Gazeta zauważa, że wcześniejsze testy były wielokrotnie opóźniane ze względu na problemy z konstrukcją. Według źródeł rosyjskiego dziennika “Kommiersant” do próby rakiety, znanej na Zachodzie jako Satan-2, ma jednak dojść jeszcze przed końcem tego roku na kosmodromie Plesieck w północno-zachodniej Rosji.

Ważąca 100 ton i mająca zasięg około 10 tys. kilometrów rakieta może przenosić 16 głowic, co pozwoliłoby – według Zwiezdy, rosyjskiej stacji telewizyjnej należącej do ministerstwa obrony – na zniszczenie obszaru wielkości Francji lub Teksasu.

Rakieta ma rozpocząć dyżur bojowy w 2019 lub 2020 roku, kiedy zostanie rozmieszczona w bazach w Krasnojarsku i Orenburgu. Ma zastąpić rakietę R-36M, znaną też jako RS-20W Wojewoda (w kodzie NATO SS-18 Satan), znajdującą się w rosyjskim arsenale od połowy lat 70. ubiegłego wieku.

RS-28 Sarmat jest elementem ogłoszonego w 2011 roku wartego 650 mld dolarów programu odnowienia strategicznego arsenału odstraszania nuklearnego i pocisków konwencjonalnych.

Źródła rosyjskie podają, że napędzana ciekłym paliwem nowa rakieta będzie znacznie skuteczniejsza od wszystkich analogicznych konstrukcji w kraju i za granicą; wyprzedzi pod tym względem najpotężniejszy obecnie pocisk balistyczny, czyli rakietę RS-20W Wojewoda. (PAP)


Ruscy zbrojną się od lat, ale za agresora wskazują Amerykę. Podobnie jest z Chinami. Czego jednak innego oczekiwać od przepoczwarzonych komunistycznych państw, niż kłamstwa. Kłamali, kłamią i będą kłamać, tylko metody kłamstwa są coraz skuteczniejsze, podejmowane na coraz większą skalę.
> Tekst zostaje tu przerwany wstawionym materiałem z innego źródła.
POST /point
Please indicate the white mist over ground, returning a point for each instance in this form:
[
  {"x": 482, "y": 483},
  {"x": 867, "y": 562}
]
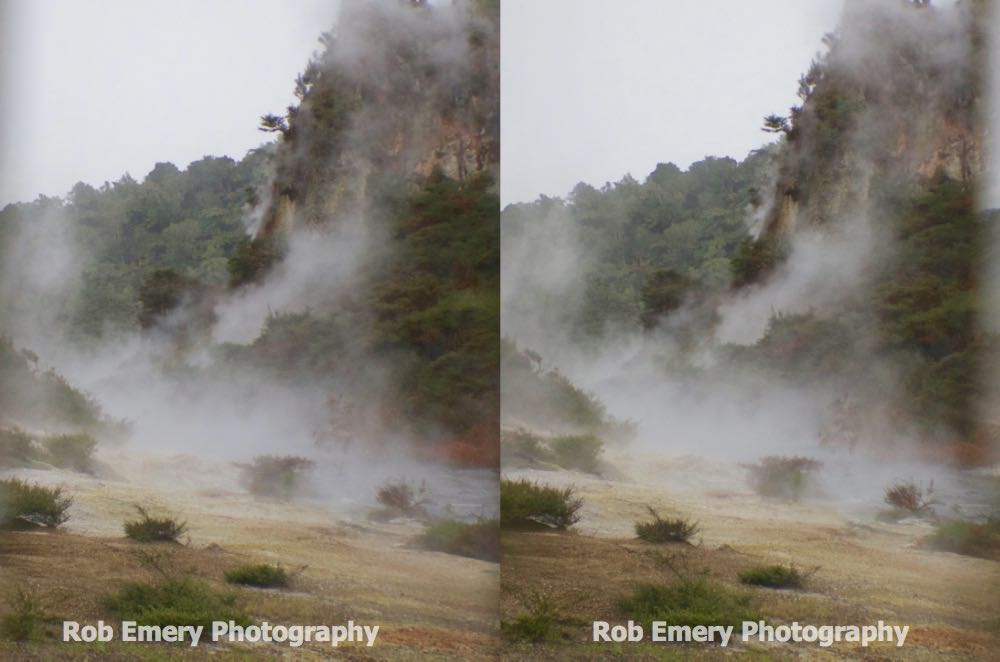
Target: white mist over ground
[
  {"x": 193, "y": 417},
  {"x": 716, "y": 414}
]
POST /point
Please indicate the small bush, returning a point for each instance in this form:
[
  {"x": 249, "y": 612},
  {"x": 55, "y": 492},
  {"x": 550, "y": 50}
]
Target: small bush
[
  {"x": 27, "y": 619},
  {"x": 538, "y": 625},
  {"x": 480, "y": 540},
  {"x": 34, "y": 505},
  {"x": 71, "y": 451},
  {"x": 908, "y": 497},
  {"x": 398, "y": 499},
  {"x": 260, "y": 575},
  {"x": 154, "y": 529},
  {"x": 666, "y": 530},
  {"x": 527, "y": 504},
  {"x": 968, "y": 538},
  {"x": 782, "y": 477},
  {"x": 578, "y": 451},
  {"x": 183, "y": 601},
  {"x": 523, "y": 448},
  {"x": 689, "y": 601},
  {"x": 275, "y": 476},
  {"x": 774, "y": 576}
]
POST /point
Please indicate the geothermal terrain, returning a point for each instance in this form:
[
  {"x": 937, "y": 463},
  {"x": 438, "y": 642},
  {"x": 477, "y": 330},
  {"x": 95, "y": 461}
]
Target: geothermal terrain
[
  {"x": 429, "y": 605},
  {"x": 863, "y": 568}
]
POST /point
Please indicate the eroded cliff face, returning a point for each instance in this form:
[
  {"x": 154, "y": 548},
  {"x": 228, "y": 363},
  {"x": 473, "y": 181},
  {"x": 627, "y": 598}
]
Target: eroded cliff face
[
  {"x": 401, "y": 90},
  {"x": 896, "y": 101}
]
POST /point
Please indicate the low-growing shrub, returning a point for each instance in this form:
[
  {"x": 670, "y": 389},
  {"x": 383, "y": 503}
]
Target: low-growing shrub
[
  {"x": 398, "y": 499},
  {"x": 520, "y": 447},
  {"x": 23, "y": 503},
  {"x": 71, "y": 451},
  {"x": 154, "y": 529},
  {"x": 276, "y": 476},
  {"x": 183, "y": 601},
  {"x": 577, "y": 451},
  {"x": 689, "y": 601},
  {"x": 782, "y": 477},
  {"x": 661, "y": 530},
  {"x": 527, "y": 504},
  {"x": 910, "y": 498},
  {"x": 260, "y": 575},
  {"x": 968, "y": 538},
  {"x": 539, "y": 624},
  {"x": 479, "y": 540},
  {"x": 774, "y": 576},
  {"x": 27, "y": 619}
]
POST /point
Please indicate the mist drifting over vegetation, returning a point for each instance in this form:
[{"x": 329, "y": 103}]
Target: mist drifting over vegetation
[
  {"x": 821, "y": 296},
  {"x": 331, "y": 295}
]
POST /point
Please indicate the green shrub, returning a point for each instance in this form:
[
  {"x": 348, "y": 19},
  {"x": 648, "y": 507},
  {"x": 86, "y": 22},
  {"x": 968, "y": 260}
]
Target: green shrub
[
  {"x": 183, "y": 601},
  {"x": 969, "y": 538},
  {"x": 523, "y": 447},
  {"x": 479, "y": 540},
  {"x": 579, "y": 451},
  {"x": 527, "y": 504},
  {"x": 35, "y": 505},
  {"x": 260, "y": 575},
  {"x": 154, "y": 529},
  {"x": 774, "y": 576},
  {"x": 275, "y": 476},
  {"x": 27, "y": 619},
  {"x": 398, "y": 499},
  {"x": 71, "y": 451},
  {"x": 782, "y": 477},
  {"x": 689, "y": 601},
  {"x": 539, "y": 624},
  {"x": 909, "y": 497},
  {"x": 662, "y": 530}
]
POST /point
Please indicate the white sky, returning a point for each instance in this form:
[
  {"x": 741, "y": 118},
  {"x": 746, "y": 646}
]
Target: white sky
[
  {"x": 92, "y": 89},
  {"x": 594, "y": 89}
]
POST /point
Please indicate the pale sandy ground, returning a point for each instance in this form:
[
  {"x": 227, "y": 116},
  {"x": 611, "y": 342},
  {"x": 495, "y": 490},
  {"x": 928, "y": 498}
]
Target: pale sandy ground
[
  {"x": 868, "y": 569},
  {"x": 429, "y": 605}
]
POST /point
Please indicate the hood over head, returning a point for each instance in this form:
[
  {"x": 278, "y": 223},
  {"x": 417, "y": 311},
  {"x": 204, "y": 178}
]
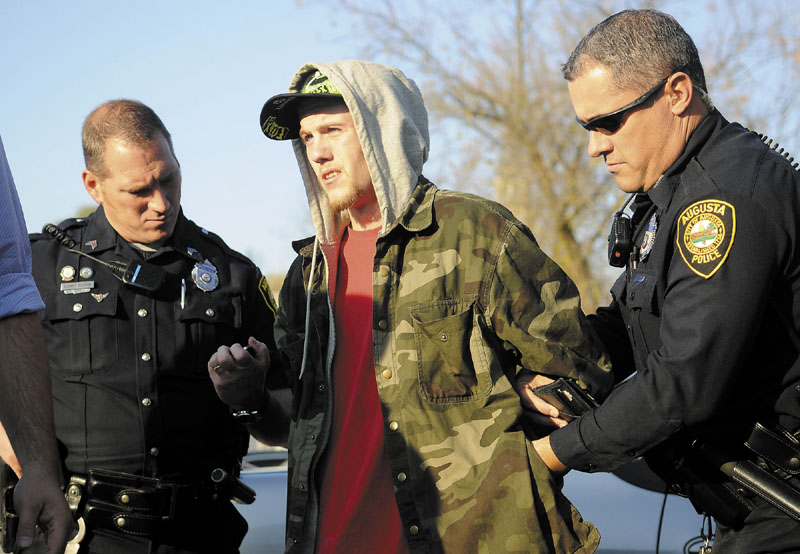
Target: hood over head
[{"x": 391, "y": 123}]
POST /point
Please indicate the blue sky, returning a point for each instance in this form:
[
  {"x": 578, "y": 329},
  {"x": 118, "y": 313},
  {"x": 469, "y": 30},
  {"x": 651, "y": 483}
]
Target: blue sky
[{"x": 205, "y": 67}]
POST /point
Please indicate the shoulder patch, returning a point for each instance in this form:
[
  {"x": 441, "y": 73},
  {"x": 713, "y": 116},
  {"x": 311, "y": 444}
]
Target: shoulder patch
[
  {"x": 266, "y": 294},
  {"x": 705, "y": 235}
]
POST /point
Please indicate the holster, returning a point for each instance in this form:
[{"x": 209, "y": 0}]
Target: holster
[
  {"x": 722, "y": 482},
  {"x": 9, "y": 522},
  {"x": 689, "y": 474}
]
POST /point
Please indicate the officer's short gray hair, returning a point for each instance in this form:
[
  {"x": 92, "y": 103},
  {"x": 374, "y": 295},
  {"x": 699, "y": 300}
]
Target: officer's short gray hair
[
  {"x": 125, "y": 119},
  {"x": 640, "y": 47}
]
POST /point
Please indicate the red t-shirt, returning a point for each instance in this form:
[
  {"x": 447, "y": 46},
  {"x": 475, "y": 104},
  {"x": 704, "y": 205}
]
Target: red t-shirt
[{"x": 358, "y": 511}]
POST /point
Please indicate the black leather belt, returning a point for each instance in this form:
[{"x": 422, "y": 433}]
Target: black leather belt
[{"x": 132, "y": 504}]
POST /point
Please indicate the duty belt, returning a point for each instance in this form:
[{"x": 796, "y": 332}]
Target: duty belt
[{"x": 132, "y": 504}]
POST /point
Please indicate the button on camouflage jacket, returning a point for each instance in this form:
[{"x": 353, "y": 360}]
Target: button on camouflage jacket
[{"x": 463, "y": 298}]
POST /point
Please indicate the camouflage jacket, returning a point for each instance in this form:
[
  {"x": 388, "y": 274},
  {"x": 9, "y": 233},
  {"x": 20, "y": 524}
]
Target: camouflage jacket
[{"x": 463, "y": 298}]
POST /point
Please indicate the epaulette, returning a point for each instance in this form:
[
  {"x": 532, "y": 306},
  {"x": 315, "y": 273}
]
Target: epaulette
[{"x": 67, "y": 224}]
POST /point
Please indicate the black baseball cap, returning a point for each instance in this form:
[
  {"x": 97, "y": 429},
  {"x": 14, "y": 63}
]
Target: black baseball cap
[{"x": 279, "y": 119}]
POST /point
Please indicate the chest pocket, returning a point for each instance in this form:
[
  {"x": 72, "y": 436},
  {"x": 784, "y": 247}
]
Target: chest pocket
[
  {"x": 204, "y": 324},
  {"x": 451, "y": 364},
  {"x": 81, "y": 333},
  {"x": 641, "y": 298}
]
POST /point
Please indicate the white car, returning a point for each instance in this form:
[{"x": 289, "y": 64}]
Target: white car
[{"x": 628, "y": 516}]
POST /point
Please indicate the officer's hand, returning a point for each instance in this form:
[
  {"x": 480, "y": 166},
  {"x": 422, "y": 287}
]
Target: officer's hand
[
  {"x": 545, "y": 451},
  {"x": 541, "y": 412},
  {"x": 239, "y": 376},
  {"x": 38, "y": 497}
]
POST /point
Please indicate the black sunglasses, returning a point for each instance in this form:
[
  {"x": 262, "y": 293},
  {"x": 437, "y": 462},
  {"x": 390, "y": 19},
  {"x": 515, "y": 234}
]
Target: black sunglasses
[{"x": 611, "y": 122}]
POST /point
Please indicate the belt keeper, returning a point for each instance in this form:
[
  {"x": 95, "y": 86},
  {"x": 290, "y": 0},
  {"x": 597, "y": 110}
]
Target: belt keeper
[{"x": 777, "y": 446}]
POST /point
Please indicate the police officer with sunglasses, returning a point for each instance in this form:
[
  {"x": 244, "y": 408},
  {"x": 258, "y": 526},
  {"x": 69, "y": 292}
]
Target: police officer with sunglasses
[{"x": 706, "y": 313}]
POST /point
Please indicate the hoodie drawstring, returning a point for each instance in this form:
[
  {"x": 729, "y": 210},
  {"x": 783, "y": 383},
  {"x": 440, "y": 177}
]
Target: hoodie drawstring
[{"x": 308, "y": 309}]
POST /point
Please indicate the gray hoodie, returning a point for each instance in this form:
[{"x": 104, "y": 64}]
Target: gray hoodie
[{"x": 392, "y": 126}]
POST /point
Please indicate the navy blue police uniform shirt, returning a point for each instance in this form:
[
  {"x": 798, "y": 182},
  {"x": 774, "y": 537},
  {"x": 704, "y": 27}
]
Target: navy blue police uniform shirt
[{"x": 129, "y": 367}]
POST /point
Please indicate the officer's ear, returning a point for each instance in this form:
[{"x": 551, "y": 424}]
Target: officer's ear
[
  {"x": 93, "y": 185},
  {"x": 679, "y": 93}
]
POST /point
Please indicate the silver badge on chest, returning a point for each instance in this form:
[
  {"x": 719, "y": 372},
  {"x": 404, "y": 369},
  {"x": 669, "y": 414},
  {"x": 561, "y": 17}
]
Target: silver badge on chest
[
  {"x": 649, "y": 237},
  {"x": 205, "y": 276}
]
Broń atomowa, broń konwencjonalna, broń palna, broń strzelecka. Każdy rodzaj broni, który wpadnie w łapy złych ludzi, będzie powodował zagrożenie. Czy metodą na uchylenie zagrożenia jest ogólne rozbrojenie? Tak by chciał Watykan, jego władca chce urządzić raj na ziemi. Raj na ziemi od zawsze chciały urządzać wilki, poprzebierane za owce.

Prawda jest taka, że źli ludzie nie mają i nie będą mieli nigdy ograniczeń w zdobywaniu broni. Przykład tow. płk Putin, przecież to kagiebista zdolny do wydania wojny. Kto mu zabroni wyposażać w broń łobuzów z dowolnej części świata? Pisałem już przecież o jego prywatnej armii.

Moim zdaniem zasadnicze znaczenie do powstrzymania złego człowieka od użycia broni, jest uzbrojenie dobrego człowieka w broń o tej samej sile. To ma zastosowanie do relacji pomiędzy państwami, ale i do relacji pomiędzy ludźmi. Tu moim zdaniem nie ma różnicy. Państwa są zbójeckie, uzbrojone w broń jądrową. Aby trzymać na dystans łobuza, trzeba mieć broń taką samą, albo jeszcze skuteczniejszą. Są ludzie, którzy posługują się przemocą. Ci ludzie zawsze będą mieli dostęp do broni. Nie ma takich regulacji, nie ma takich metod, aby zapewnić absolutną szczelność systemu. Aby trzymać na dystans łobuza trzeba mieć broń taką samą, albo jeszcze skuteczniejszą.